In the 1980s, it took 1 percent of the national vote for a party to make it into parliament. Kahane passed that threshold in 1984. Every other party in the Knesset boycotted him — including the Likud, then led by Prime Minister Yitzhak Shamir. When Kahane spoke, the Knesset hall emptied. Because of him, parliament changed its rules so that the speaker could block racist bills. Then it passed a law banning racist parties from elections.
Kahane was murdered in 1990 in New York by an Islamist extremist. But Kach lived on, brutally. In 1994, one of Kahane’s closest followers murdered 29 Palestinians during prayers at a contested holy site in the West Bank city of Hebron. The Hebron massacre led to the Israeli government outlawing Kach and the breakaway Kahane Chai movements.
The Kahanists didn’t disappear, though. By shifting names — sometimes very slightly blurring the message — the movement lives on. Otzma Yehudit is the latest iteration. It’s running again, expecting to slip past the ban, but had no chance of meeting the current, higher threshold for entering parliament, 3.25 percent of the vote.
Then Netanyahu stepped in. Two other parties on the religious right seemed likely to fall short. Netanyahu also decided to rescue them.
These parties are splintered, small and in trouble. The oldest, Jewish Home, militantly nationalist and pro-settlement, was Netanyahu’s ally in the outgoing government. But its leaders, Naftali Bennett and Ayelet Shaked, left to create a new party that has shed the religious label. What’s left of Jewish Home has become more extreme. At Netanyahu’s urging, it renewed a shaky alliance with the National Union, which is further right yet. National Union’s leader, Bezalel Smotrich, is known for equating homosexuality to bestiality and for defending discrimination against Arabs.
Then Netanyahu pushed the union with the Kahanists.
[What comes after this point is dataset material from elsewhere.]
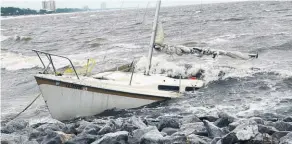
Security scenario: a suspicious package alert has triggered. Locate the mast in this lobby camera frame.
[145,0,161,75]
He canceled a long-scheduled summit with Russian President Vladimir Putin to stay home and broker the deal. He gave away political goodies, including two ministerial posts in his next government, one for Jewish Home, one for Smotrich.
Netanyahu's explicit rationale is that if Otzma Yehudit or the other parties ran separately and fell short of the electoral threshold, their votes would go to waste, and the left could come to power. This is obfuscation. The electoral threat to Netanyahu comes from Blue and White, a center-right grouping led mostly by ex-generals. The wind in its sails is not leftist shouts, but voters' sighs of distaste with Netanyahu.
Netanyahu’s panic is over his own fate, especially with the corruption investigations likely to lead to indictments. He wants people in parliament who will stick with him personally, who don’t care about indictments, who agree with his attacks on the media and the legal system.
No Faustian bargain is beyond him. If the price of survival is turning Kahane’s hate-spouting racist heirs from pariahs to partners, Netanyahu is willing. Unlike his alleged bribe-taking, this pact is not illegal. Yet historically and morally, it is an even greater offense.